Face aux poursuites-bâillons de Bolloré : nous ne nous tairons pas !
Ce jeudi 25 janvier s’ouvre un procès contre trois journaux (Mediapart, L’Obs, Le Point) et deux ONG (Sherpa et ReAct), attaqués en diffamation par la holding luxembourgeoise Socfin et sa filiale camerounaise Socapalm, fortement liées au groupe Bolloré, Vincent Bolloré lui-même siégeant au sein de leur conseil d’administration. Les plaignants leur reprochent des articles relatant les mobilisations de villageois et d’agriculteurs ouest-africains voisins d’exploitations gérées par ces deux sociétés. Alors qu’hier [mardi 23 janvier] encore, le TGI de Paris déboutait la société Bolloré dans une énième plainte en diffamation contre le journal Les Inrocks, le procès de demain [jeudi 25 janvier] marque une nouvelle étape dans les poursuites judiciaires lancées par le magnat breton et ses partenaires contre des médias, des organisations non gouvernementales ou des journalistes, qui ont évoqué les coulisses de ses activités économiques et commerciales en Afrique, ses liens avec la holding luxembourgeoise Socfin et les conséquences des acquisitions de terre à grande échelle.

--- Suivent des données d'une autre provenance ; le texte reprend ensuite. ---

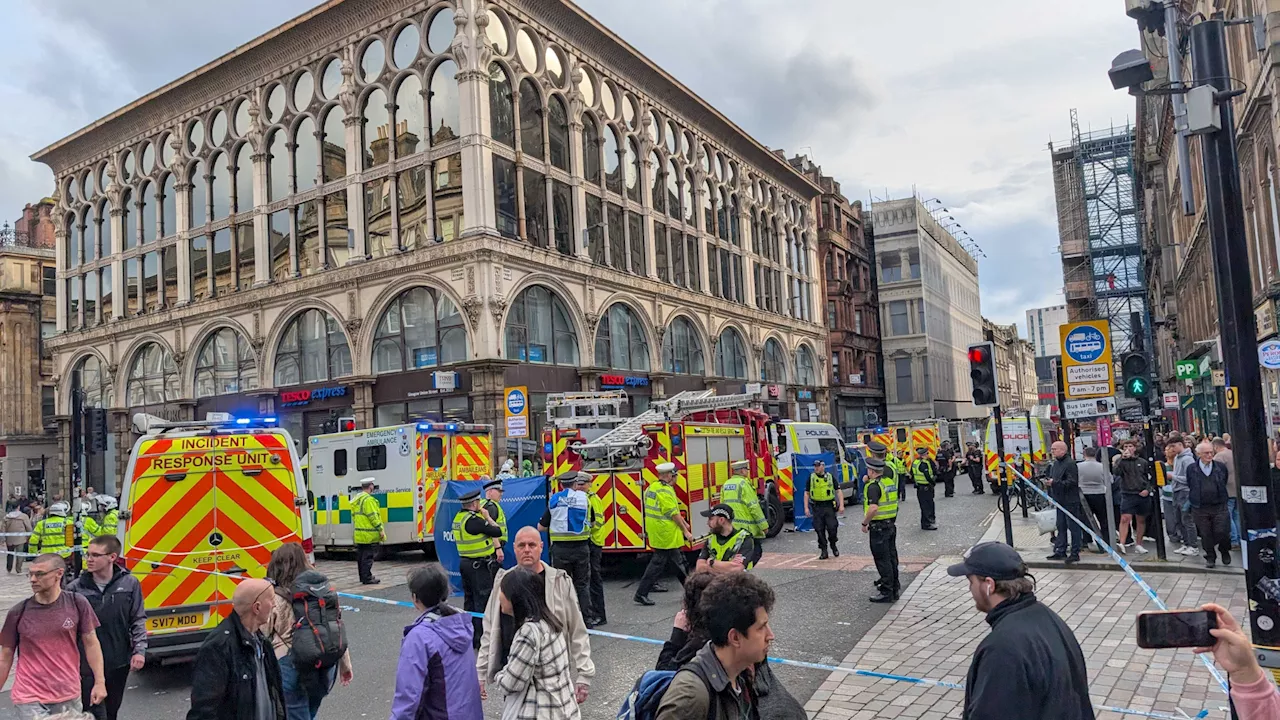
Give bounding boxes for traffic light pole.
[1190,13,1280,647]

« Depuis 2009, plus d’une vingtaine de procédures en diffamation ont ainsi été lancées par Bolloré ou la Socfin en France et à l’étranger – pour contourner la loi de 1881 sur la liberté de la presse – contre des articles, des reportages audiovisuels, des rapports d’organisations non gouvernementales, et même un livre. France Inter, France Culture, France Info, France 2, Bastamag, Le Monde, Les Inrocks, Libération, Mediapart, L’Obs, Le Point, Rue89, Greenpeace, ReAct, Sherpa… Une cinquantaine de journalistes, d’avocats, de photographes, de responsables d’ONG et de directeurs de médias, ont été visés par Bolloré et ses partenaires (voir la liste ci-dessous) !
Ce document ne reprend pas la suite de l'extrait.